# Antler treats???



## Cookie_chihuahua (Mar 17, 2015)

Good or bad for using as a dental treat? Do you guys have any experience with it?


----------



## Huly (Mar 5, 2012)

My crew loves them esp the Redbones. I order from Acadia Antlers. Another big hit is the small Moose Balls. Sonny loves to play with it then eat it. 

Now an awesome chi bone is duck or chicken feet. My crew goes nuts for those


----------



## susan davis (Mar 25, 2011)

Antlers MAY be too 'hard' for little chihuahuas. Our sheltie broke a tooth on one years ago. Just watch and see. I like bully sticks better.


----------



## Guest (Oct 1, 2016)

My pups loved bully sticks, but as expensive as they are they did not last long enough!

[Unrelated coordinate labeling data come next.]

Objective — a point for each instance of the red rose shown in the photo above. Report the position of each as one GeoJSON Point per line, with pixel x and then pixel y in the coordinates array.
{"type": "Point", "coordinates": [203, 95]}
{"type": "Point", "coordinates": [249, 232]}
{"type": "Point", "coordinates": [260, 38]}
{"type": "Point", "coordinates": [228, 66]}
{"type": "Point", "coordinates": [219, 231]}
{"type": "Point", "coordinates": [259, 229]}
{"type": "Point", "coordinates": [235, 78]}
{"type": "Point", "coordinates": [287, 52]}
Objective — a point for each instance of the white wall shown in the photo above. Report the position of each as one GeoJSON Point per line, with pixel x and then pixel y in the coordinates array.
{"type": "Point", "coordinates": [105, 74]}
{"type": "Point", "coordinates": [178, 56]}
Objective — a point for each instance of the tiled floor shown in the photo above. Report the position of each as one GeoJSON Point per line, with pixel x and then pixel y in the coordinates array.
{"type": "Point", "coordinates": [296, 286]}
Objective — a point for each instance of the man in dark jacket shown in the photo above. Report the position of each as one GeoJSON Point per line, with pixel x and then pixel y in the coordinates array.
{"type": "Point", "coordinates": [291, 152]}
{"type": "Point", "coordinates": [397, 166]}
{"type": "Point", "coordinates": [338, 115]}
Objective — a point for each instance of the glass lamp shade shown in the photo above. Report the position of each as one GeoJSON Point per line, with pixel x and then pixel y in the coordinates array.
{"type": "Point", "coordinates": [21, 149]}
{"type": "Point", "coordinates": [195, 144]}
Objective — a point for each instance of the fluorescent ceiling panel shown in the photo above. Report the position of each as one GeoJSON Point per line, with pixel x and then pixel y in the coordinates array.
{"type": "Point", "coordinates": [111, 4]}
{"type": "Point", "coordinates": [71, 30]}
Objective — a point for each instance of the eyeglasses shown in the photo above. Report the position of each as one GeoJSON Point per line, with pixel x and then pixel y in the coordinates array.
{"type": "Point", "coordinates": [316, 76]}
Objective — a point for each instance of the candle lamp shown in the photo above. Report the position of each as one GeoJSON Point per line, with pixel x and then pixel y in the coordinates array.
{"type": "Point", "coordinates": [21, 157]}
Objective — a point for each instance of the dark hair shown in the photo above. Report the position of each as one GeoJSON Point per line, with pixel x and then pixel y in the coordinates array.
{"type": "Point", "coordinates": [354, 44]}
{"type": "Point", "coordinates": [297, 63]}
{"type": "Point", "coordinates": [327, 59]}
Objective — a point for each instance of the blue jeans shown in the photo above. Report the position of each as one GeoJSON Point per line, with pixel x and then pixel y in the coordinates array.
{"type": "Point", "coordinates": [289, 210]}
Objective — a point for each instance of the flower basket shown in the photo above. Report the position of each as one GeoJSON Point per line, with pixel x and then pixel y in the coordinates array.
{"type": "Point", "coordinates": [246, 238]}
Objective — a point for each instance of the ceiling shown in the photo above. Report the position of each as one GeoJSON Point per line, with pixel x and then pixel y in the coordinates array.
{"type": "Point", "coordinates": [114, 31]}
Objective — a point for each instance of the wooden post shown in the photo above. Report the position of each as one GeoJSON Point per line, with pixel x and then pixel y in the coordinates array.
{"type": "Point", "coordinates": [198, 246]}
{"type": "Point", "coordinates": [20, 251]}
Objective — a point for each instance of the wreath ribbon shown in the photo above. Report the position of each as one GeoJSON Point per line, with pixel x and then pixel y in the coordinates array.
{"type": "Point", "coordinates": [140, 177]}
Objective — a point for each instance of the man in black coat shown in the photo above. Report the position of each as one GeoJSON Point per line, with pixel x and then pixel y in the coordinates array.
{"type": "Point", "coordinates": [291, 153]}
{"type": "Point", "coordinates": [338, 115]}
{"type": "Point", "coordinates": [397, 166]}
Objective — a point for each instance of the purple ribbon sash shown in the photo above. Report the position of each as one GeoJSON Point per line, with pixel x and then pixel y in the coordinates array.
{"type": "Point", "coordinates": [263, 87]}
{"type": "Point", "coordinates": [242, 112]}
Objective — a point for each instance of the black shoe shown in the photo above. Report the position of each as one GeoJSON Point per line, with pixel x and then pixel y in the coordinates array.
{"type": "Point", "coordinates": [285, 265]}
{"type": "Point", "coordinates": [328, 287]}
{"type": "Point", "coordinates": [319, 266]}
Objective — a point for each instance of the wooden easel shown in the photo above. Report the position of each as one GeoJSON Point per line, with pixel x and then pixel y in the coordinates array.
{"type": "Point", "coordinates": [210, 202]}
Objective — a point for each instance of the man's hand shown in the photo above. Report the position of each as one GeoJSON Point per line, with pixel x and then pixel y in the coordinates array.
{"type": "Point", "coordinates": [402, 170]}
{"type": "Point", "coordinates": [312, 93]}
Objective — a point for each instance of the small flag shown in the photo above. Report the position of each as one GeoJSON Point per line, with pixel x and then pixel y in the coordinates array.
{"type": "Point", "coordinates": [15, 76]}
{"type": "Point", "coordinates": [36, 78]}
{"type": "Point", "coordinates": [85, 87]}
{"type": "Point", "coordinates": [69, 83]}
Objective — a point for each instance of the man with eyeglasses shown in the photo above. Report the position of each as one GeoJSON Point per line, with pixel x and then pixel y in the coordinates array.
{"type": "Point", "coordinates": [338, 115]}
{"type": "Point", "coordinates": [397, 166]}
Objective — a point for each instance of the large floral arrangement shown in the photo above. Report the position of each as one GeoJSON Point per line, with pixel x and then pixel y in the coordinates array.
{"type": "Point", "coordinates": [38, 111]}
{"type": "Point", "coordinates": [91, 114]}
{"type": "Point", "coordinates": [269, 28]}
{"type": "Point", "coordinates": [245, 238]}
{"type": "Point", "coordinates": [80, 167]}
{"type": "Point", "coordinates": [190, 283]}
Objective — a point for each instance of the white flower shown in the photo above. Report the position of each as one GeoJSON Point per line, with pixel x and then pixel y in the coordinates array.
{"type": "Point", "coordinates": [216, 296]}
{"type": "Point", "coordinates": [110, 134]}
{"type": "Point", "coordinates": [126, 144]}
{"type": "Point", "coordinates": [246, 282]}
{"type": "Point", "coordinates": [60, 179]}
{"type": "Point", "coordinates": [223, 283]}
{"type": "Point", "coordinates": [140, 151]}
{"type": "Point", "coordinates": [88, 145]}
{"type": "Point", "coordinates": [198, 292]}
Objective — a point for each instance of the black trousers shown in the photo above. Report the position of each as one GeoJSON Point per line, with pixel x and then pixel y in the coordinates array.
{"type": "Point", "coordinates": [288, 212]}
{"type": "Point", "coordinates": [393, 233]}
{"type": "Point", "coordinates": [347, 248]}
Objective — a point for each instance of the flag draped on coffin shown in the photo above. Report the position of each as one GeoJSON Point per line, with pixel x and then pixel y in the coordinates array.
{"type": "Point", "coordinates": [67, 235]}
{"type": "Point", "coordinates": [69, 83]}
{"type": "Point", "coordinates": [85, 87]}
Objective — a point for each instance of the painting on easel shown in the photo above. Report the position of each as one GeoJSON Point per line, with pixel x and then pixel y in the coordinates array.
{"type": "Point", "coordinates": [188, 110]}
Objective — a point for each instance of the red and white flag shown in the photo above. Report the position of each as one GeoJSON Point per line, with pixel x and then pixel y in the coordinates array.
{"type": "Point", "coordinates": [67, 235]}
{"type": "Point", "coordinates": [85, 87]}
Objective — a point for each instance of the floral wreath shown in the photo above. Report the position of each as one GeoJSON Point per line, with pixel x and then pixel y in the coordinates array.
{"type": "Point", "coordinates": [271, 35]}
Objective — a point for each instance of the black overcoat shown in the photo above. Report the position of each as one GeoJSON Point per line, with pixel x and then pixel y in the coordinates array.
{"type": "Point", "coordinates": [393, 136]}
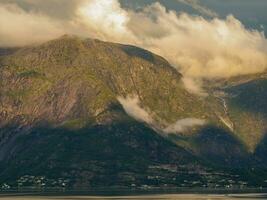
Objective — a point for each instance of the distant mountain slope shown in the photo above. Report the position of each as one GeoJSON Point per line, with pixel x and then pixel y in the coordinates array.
{"type": "Point", "coordinates": [60, 118]}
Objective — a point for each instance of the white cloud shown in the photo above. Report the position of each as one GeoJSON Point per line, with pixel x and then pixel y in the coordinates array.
{"type": "Point", "coordinates": [199, 48]}
{"type": "Point", "coordinates": [132, 107]}
{"type": "Point", "coordinates": [184, 125]}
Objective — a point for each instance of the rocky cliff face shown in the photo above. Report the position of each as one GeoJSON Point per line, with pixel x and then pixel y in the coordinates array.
{"type": "Point", "coordinates": [65, 92]}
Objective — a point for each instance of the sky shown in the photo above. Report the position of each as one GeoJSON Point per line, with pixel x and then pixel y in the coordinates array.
{"type": "Point", "coordinates": [251, 12]}
{"type": "Point", "coordinates": [202, 39]}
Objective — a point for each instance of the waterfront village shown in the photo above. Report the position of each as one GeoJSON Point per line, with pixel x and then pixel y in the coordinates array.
{"type": "Point", "coordinates": [157, 176]}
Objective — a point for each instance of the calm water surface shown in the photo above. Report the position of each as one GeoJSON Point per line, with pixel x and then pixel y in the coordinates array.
{"type": "Point", "coordinates": [142, 197]}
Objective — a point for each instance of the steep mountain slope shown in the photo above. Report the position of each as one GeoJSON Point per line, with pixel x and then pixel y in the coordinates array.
{"type": "Point", "coordinates": [60, 119]}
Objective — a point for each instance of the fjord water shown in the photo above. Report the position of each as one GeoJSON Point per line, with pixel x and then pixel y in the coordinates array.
{"type": "Point", "coordinates": [144, 197]}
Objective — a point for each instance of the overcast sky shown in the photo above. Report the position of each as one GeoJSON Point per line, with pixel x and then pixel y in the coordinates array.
{"type": "Point", "coordinates": [253, 13]}
{"type": "Point", "coordinates": [202, 39]}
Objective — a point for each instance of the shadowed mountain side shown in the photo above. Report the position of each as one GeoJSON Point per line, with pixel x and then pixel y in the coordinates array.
{"type": "Point", "coordinates": [101, 155]}
{"type": "Point", "coordinates": [250, 96]}
{"type": "Point", "coordinates": [248, 111]}
{"type": "Point", "coordinates": [261, 152]}
{"type": "Point", "coordinates": [216, 146]}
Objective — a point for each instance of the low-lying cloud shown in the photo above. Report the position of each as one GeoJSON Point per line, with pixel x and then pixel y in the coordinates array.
{"type": "Point", "coordinates": [183, 125]}
{"type": "Point", "coordinates": [199, 48]}
{"type": "Point", "coordinates": [132, 106]}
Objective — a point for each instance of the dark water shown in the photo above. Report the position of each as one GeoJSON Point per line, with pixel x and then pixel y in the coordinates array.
{"type": "Point", "coordinates": [26, 196]}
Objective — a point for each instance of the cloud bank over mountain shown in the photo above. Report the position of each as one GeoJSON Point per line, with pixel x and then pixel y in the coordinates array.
{"type": "Point", "coordinates": [199, 48]}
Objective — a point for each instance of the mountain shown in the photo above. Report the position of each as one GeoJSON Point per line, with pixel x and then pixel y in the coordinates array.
{"type": "Point", "coordinates": [62, 123]}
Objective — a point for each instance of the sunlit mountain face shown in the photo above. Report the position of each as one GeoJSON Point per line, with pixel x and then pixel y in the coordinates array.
{"type": "Point", "coordinates": [122, 93]}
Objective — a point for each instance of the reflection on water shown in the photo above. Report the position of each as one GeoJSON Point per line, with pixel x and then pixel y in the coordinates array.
{"type": "Point", "coordinates": [142, 197]}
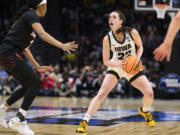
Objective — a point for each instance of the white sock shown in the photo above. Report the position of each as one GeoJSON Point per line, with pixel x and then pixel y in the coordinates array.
{"type": "Point", "coordinates": [23, 112]}
{"type": "Point", "coordinates": [3, 107]}
{"type": "Point", "coordinates": [145, 108]}
{"type": "Point", "coordinates": [87, 117]}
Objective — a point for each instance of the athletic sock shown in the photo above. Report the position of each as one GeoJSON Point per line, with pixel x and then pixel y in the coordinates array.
{"type": "Point", "coordinates": [145, 109]}
{"type": "Point", "coordinates": [3, 107]}
{"type": "Point", "coordinates": [87, 117]}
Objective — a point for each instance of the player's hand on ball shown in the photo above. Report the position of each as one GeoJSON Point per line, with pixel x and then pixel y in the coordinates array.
{"type": "Point", "coordinates": [44, 68]}
{"type": "Point", "coordinates": [70, 46]}
{"type": "Point", "coordinates": [162, 51]}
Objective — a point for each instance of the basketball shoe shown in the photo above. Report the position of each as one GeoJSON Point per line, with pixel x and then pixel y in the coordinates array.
{"type": "Point", "coordinates": [83, 125]}
{"type": "Point", "coordinates": [2, 120]}
{"type": "Point", "coordinates": [148, 117]}
{"type": "Point", "coordinates": [20, 127]}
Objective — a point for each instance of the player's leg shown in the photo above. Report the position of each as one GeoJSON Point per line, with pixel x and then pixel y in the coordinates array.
{"type": "Point", "coordinates": [31, 84]}
{"type": "Point", "coordinates": [108, 84]}
{"type": "Point", "coordinates": [142, 84]}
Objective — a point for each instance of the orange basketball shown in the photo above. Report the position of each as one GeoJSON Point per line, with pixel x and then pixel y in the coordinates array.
{"type": "Point", "coordinates": [132, 65]}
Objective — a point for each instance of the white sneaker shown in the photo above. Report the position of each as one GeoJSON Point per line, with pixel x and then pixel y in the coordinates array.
{"type": "Point", "coordinates": [21, 127]}
{"type": "Point", "coordinates": [2, 120]}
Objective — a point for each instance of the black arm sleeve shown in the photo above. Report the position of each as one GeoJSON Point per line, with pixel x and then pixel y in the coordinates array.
{"type": "Point", "coordinates": [32, 17]}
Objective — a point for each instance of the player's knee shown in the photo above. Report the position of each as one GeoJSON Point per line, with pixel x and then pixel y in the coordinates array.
{"type": "Point", "coordinates": [37, 83]}
{"type": "Point", "coordinates": [103, 94]}
{"type": "Point", "coordinates": [150, 94]}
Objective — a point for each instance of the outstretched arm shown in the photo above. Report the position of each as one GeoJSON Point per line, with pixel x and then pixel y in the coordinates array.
{"type": "Point", "coordinates": [39, 68]}
{"type": "Point", "coordinates": [106, 55]}
{"type": "Point", "coordinates": [164, 50]}
{"type": "Point", "coordinates": [138, 42]}
{"type": "Point", "coordinates": [71, 46]}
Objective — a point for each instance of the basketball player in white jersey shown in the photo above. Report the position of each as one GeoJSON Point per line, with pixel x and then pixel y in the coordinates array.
{"type": "Point", "coordinates": [122, 41]}
{"type": "Point", "coordinates": [164, 50]}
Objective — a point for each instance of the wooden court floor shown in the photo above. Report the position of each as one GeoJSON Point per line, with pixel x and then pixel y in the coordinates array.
{"type": "Point", "coordinates": [167, 111]}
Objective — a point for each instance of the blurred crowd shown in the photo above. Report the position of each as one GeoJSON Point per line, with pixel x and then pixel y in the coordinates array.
{"type": "Point", "coordinates": [86, 21]}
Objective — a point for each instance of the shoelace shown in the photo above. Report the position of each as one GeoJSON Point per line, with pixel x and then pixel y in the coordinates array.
{"type": "Point", "coordinates": [82, 124]}
{"type": "Point", "coordinates": [149, 116]}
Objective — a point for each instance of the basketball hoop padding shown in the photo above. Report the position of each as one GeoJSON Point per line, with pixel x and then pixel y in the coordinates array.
{"type": "Point", "coordinates": [161, 10]}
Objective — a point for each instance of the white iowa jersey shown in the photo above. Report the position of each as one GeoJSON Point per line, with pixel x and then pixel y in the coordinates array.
{"type": "Point", "coordinates": [124, 49]}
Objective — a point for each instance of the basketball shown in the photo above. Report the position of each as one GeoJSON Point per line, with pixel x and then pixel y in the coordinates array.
{"type": "Point", "coordinates": [132, 65]}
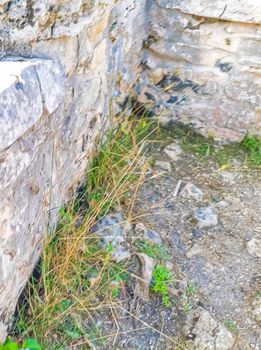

Sent from my SM-G900V using Tapatalk


----------



## Kismet (Jun 18, 2014)

Chad sees a dental specialist Vet and her recommendation is that you should be able to bend a chew in your hands and if you can't then it's not suitable. For this reason I haven't used antlers but I know a number of people who do and their dogs love them.


----------



## Huly (Mar 5, 2012)

With Acadia Antlers they have different sizes and help you find the right size for your pup. They even give me tiny tiny ones for my rats to chew on.


----------



## Kismet (Jun 18, 2014)

Huly said:


> With Acadia Antlers they have different sizes and help you find the right size for your pup. They even give me tiny tiny ones for my rats to chew on.


That's fantastic! It makes me wish that I still had rats, I bet my girls would have loved to chew an antler.


----------



## Huly (Mar 5, 2012)

Kismet said:


> That's fantastic! It makes me wish that I still had rats, I bet my girls would have loved to chew an antler.


They love it and I think with the smalls size is very important for these as they are not as wide and as hard


----------